Once you have selected a new platform or two to explore--platforms that you have serious interest in, then you have to engage the network and find sources and resources at those employers or in those industries to get a handle on how your story can be translated to be relevant there.

A few recent examples: Talked to a government employee who said he wanted to go into marketing. Yet the word marketing did not appear on his resume--"because we don't call it marketing". After listening to him, he was indeed a marketer and we injected the "m" word in appropriate places throughout his documents, including marketing deliverables that were meaningful to the business world. He used his network to get in the door of a major entertainment company and was hired. Talked to this very impressive woman with an MBA from Wharton and terrific marketing expertise. She had more recently earned a PhD in History from Berkeley. She just loves History--I know, kinda random. She wanted a marketing job. I advised her to take the PhD off her resume. She was more than taken aback. I told her it was a marketing test. ;) She relented. The hypothesis was firms were intimidated by the PhD and did not want a "Dr." working for them. Almost immediately she was interviewed and hired. Lastly, a referral who spent almost his whole career in real estate, a very successful career mind you, but now wanting to jump to a new platform. We worked on re-fashioning his background to be less real estate focused and put more attention on his skills, management, and achievements. Engaging his network, he is getting interviews now, no job yet. Of course, I am relaying success stories, but they are models of adaptability to become more transferable.

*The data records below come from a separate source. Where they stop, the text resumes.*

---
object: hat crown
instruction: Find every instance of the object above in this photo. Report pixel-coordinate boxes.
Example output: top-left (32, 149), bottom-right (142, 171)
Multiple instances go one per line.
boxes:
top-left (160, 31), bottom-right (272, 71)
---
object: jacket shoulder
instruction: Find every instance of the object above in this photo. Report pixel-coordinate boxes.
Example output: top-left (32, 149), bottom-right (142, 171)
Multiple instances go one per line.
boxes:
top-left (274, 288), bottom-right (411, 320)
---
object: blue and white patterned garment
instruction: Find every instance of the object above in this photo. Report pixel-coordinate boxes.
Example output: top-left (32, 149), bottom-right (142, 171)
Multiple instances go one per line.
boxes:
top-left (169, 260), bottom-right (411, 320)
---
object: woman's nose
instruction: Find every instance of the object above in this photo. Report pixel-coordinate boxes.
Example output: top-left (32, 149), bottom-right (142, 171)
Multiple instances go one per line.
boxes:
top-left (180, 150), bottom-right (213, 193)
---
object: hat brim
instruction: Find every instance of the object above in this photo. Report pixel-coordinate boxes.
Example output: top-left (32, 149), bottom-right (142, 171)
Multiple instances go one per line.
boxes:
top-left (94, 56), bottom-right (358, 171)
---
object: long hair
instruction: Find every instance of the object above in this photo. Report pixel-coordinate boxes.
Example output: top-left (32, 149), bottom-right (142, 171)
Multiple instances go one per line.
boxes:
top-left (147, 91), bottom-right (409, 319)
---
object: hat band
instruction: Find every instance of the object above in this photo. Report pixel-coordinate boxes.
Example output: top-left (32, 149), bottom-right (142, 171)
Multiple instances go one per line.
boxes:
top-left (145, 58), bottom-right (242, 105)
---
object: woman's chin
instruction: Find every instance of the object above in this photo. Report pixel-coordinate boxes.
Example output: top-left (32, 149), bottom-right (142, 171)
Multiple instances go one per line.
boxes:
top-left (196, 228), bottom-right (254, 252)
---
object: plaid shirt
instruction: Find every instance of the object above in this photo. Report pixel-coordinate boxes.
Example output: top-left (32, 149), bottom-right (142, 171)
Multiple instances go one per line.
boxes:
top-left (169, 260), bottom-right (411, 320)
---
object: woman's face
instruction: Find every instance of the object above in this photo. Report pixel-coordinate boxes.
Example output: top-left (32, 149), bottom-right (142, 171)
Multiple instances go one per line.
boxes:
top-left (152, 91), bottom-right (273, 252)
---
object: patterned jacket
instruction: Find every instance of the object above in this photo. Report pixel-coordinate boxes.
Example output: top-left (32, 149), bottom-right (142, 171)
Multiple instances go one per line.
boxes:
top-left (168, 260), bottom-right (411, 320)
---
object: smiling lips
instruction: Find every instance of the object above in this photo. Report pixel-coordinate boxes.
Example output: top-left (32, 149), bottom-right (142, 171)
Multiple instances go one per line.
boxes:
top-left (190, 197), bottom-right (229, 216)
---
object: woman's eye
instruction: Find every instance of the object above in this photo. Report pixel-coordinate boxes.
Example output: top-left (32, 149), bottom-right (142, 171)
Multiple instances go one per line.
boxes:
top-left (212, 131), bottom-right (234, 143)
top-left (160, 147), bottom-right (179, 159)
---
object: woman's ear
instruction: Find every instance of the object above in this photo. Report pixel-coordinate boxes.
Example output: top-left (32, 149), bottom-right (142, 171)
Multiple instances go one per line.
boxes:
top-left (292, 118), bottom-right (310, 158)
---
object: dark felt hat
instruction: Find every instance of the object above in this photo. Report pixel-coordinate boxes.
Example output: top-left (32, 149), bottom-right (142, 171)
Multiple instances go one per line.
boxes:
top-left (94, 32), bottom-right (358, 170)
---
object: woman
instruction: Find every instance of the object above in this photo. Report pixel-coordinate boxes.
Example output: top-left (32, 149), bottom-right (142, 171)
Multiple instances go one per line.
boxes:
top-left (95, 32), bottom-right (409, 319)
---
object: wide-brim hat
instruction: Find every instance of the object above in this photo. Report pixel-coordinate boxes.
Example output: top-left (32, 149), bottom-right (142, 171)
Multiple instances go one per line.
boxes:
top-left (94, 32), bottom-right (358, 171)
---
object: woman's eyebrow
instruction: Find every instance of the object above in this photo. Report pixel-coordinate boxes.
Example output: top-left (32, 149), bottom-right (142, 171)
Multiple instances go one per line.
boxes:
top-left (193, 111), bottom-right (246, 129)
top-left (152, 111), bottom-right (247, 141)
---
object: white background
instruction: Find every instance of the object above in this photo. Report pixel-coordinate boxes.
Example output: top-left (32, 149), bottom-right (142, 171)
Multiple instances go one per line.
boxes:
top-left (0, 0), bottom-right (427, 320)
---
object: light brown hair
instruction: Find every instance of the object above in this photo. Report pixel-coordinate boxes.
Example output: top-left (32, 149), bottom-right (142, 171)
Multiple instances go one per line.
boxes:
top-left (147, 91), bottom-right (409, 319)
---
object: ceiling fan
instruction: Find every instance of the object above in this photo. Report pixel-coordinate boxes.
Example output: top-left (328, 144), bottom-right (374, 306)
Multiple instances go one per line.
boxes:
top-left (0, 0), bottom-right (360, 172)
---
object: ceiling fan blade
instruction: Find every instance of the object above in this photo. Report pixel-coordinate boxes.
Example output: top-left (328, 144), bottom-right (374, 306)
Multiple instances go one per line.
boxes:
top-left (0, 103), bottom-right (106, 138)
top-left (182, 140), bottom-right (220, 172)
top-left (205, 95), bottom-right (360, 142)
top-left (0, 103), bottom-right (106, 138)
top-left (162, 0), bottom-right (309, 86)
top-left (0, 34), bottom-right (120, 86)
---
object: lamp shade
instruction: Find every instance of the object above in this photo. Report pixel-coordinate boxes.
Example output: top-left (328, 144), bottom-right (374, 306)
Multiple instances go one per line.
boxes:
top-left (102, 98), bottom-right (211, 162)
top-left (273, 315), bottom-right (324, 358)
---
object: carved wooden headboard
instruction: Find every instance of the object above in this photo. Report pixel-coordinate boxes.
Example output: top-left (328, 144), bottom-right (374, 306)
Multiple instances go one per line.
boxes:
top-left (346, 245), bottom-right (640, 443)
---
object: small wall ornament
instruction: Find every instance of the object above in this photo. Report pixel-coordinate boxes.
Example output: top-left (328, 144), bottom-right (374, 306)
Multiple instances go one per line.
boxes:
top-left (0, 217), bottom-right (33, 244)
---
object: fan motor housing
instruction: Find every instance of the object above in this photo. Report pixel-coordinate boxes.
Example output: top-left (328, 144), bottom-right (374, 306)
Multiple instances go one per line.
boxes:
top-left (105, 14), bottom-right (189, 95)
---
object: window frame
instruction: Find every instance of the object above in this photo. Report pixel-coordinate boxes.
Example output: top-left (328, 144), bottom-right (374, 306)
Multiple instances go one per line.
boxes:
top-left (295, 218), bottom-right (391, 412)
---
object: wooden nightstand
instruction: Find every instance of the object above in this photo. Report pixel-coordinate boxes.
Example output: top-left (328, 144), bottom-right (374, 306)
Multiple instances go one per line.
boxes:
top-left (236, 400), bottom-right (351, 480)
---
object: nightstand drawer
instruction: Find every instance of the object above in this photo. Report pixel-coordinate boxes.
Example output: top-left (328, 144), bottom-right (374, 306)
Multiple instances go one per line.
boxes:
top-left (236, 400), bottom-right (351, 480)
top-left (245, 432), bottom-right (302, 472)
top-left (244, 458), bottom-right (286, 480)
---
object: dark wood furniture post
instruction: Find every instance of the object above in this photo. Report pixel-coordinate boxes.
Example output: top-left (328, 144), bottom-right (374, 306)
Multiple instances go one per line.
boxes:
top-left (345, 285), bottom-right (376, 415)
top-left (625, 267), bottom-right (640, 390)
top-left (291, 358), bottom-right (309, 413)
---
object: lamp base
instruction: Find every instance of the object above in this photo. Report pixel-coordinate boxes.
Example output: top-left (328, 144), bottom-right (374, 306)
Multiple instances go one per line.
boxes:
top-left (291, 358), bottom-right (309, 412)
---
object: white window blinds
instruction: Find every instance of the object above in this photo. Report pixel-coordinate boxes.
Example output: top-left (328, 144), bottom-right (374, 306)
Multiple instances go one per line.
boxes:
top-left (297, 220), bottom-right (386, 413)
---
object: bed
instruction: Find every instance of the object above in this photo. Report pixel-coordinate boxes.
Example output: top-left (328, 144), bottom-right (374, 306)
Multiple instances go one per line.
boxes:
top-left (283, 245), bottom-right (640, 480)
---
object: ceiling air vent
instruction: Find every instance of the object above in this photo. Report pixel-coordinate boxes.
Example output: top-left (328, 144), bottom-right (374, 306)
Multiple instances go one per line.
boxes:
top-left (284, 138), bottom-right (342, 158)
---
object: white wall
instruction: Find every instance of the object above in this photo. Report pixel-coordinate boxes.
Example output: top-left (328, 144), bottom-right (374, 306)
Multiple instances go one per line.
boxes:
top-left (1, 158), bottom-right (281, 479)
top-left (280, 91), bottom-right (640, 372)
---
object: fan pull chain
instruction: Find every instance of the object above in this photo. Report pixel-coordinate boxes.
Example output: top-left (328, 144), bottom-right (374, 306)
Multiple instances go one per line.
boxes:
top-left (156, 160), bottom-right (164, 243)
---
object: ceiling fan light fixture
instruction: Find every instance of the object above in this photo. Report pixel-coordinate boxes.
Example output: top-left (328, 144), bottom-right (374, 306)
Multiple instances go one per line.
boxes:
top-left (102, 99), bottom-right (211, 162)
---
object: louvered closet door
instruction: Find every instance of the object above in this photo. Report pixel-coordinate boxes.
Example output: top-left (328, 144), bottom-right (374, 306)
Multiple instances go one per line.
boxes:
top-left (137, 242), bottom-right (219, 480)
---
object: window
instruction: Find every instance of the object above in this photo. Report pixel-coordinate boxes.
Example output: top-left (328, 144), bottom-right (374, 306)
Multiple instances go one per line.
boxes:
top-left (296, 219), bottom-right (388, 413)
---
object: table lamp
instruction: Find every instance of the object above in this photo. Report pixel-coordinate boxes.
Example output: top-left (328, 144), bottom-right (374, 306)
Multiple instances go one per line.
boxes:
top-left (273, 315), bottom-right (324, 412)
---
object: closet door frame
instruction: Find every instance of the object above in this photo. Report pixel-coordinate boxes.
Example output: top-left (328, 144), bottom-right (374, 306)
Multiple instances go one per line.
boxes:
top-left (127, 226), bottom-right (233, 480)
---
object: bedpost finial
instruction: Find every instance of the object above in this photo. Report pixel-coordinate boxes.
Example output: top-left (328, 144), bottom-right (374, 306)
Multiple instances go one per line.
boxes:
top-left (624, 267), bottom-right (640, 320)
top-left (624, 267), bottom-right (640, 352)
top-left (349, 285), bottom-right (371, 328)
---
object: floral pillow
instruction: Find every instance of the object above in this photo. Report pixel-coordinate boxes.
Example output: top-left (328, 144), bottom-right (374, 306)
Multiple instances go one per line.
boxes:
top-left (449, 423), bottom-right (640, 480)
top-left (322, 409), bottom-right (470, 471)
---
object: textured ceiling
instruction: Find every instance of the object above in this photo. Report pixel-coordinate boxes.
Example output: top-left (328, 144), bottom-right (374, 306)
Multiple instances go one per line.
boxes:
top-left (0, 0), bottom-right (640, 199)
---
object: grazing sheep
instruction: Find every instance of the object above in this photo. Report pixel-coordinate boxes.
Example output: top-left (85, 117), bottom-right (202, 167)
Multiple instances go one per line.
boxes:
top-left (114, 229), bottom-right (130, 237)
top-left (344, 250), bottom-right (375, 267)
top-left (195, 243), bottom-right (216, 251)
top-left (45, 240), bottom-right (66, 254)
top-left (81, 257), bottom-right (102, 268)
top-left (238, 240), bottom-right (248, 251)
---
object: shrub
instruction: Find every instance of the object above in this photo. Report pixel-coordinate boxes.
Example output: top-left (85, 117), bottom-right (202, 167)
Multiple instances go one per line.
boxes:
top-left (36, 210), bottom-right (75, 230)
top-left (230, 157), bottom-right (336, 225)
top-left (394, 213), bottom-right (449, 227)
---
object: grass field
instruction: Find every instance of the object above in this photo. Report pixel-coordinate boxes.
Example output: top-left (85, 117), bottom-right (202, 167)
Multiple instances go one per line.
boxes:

Basic stuff here. Career ladders, career escalators--where you just climb and ride your way to the top are relics of the past. Platform jumping is now a required sport in the career game of life, especially when industries and seemingly invincible brand names just disappear. I have always believed that you will have 4-7 careers in your lifetime! Your skills, background, and your story may be transferable, but only if you translate them into the language and culture of the new world you seek---and engage your network!